Cross-lingual Speech Emotion Recognition (SER) is frequently hindered by speaker-specific prosodic variations that obscure universal emotional cues. Standard models often fail to generalize across languages due to the domain shift caused by differing acoustic standards. To address this, we present a novel SER approach that integrates unsupervised speaker adaptation directly at inference time. Our architecture utilizes a frozen, pretrained HuBERT encoder and introduces a Greedy Cluster Assignment Algorithm.

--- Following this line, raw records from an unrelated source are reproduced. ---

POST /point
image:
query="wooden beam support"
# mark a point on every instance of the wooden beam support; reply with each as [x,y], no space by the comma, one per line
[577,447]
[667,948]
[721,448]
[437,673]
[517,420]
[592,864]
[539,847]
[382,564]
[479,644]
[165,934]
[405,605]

This method groups a speaker’s utterances to form emotion-dependent centroids, enforcing speaker-consistent labeling without the computational cost of retraining. We evaluated this approach in a cross-lingual setting using the Polish nEMO dataset, which was excluded from training. Our method achieved the best performance in the POL-EVAL 2025 Task 4, improving the Macro F1 score from 0.619 to 0.753 on validation data and securing 1st place on the official leaderboard. Results demonstrate that inference-only clustering effectively disentangles ambiguous high-arousal categories, such as Fear and Surprise, by calibrating to the individual speaker’s vocal range.
Zero-Shot Transfer of Pretrained Speech Representations for Multilingual Emotion Recognition
Tomasz Kuczyński
Tomasz Kuczyński
Speech emotion recognition remains a challenging task, particularly in low-resource language settings. In this work, we explore the development of a system capable of identifying emotional states in Polish speech using training data exclusively from other languages. Our approach relies on a pretrained speech representation model and follows a strict zero-shot training paradigm, enabling cross-lingual knowledge transfer without access to any Polish data. The system was developed in the context of the Polish Speech Emotion Recognition Challenge (PolEval 2025), which required participants to train models solely on multilingual resources and evaluate them on Polish speech in a zero-shot setup. We present a complete solution encompassing model selection, audio preprocessing, and fine-tuning strategy, and discuss the potential of large-scale language models for cross-lingual emotion recognition.